De ontevredenheid van Coues met de TS begon toen de raad van toezicht,
waarover hij twee jaar lang als despoot had geregeerd, werd opgeheven.
In oktober 1886 organiseerden de twaalf Amerikaanse loges zich tot een
Amerikaanse sectie van de Theosophical Society en kozen William Q. Judge
tot secretaris-generaal.177
HPB vertelt in een brief aan de ongetrouwde zuster van Charles Johnston
in Ierland wat daarna gebeurde:
[Coues heeft] me al geruime tijd geleden geschreven
en onder andere verzocht de TS in Amerika onder zijn toezicht te stellen.
Hij heeft geprobeerd me tegen Judge en Olcott op te zetten en is zelfs
zover gegaan te suggereren dat ik zou moeten meewerken aan een samenzwering
om hen te misleiden! Kort voor de laatste conventie in Chicago
heeft hij me geschreven en gesuggereerd dat er nog tijd was om hem
tot voorzitter te kiezen; en hij verzocht me naar de conventie te
telegraferen met een opdracht van die strekking.
De werkelijke strekking van zijn verzoek was dat
ik opzettelijk de hele organisatie van de TS in Amerika zou misleiden
door te zeggen dat het de wens van de meester was dat hij tot voorzitter
zou worden gekozen. Het is overbodig te zeggen dat zijn plan mislukte!
En nu, als gevolg hiervan, keert hij zich tegen de Society en tegen
mij en dreigt met allerlei soort kwaad.178
De ambities van Coues om de Society te beheersen, werden ontmaskerd
in twee pamfletten waarin brieven van de wetenschapper aan HPB worden
geciteerd.179
De antwoorden van HPB werden onlangs ontdekt in de Coues-verzameling
in de State Historical Society van Wisconsin, en zijn daarna gepubliceerd
in The Canadian Theosophist in een zesdelige reeks onder redactie
van Michael Gomes (september-oktober 1984 tot en met januari-februari
1986).
Als gevolg van de intriges van Coues werd op 22 juni 1889 de oorkonde
van zijn Gnostic TS ingetrokken en werd hij uit de Society gestoten.180
Na zijn verbanning zette Coues zijn aanval op HPB in een nog kwaadaardiger
vorm in de Religio-Philosophical Journal voort. ‘Bewaar
het stilzwijgen’, zei ze tegen theosofen, ‘als jullie wijs
zijn.
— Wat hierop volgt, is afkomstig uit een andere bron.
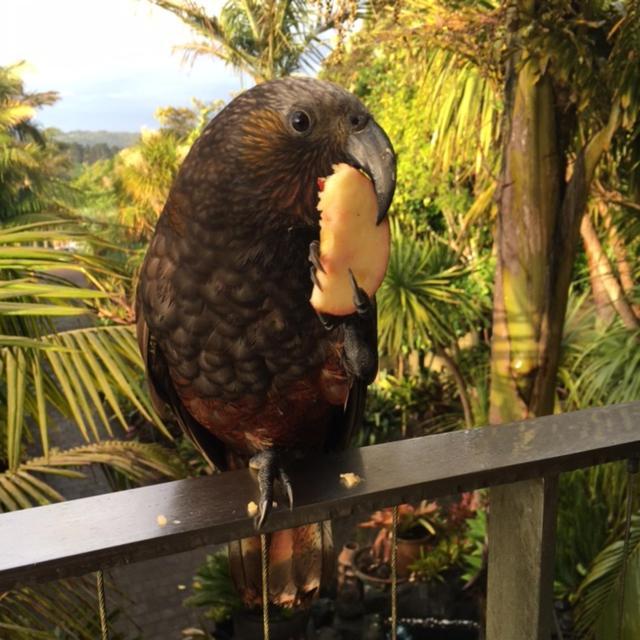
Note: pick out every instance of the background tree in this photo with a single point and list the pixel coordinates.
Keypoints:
(265, 39)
Hij die zich verlaagt om zulk onbeschrijfelijk en misselijk makend
vuil te analyseren of zelfs op te merken, riskeert slechts dat hij zijn
handen besmeurt.’181
HPB merkte een paar maanden later op dat ze door het stilzwijgen te
bewaren, slechts het advies heeft opgevolgd dat Coues haar vier jaar
eerder had gegeven (22 november 1885):
U bent een edele en verbazingwekkende vrouw, die
ik evenveel bewonder als waardeer. . . . Ik bewonder uw standvastigheid
en uithoudingsvermogen in het dragen van lasten die genoeg zouden
zijn ieder ander te doden dan Blavatsky, van wie de gelijke nooit
tevoren werd gezien noch ooit zal worden gezien. . . . Besteed geen
aandacht aan uw vijanden! Ze zullen door u aan te vallen een onechte
en schijnreputatie krijgen; en u kunt het u veroorloven dat ze die
reputatie krijgen, hoewel u hen niet de onsterfelijkheid wilt verlenen
die ze zouden krijgen als u zich zou verwaardigen hen te bestrijden.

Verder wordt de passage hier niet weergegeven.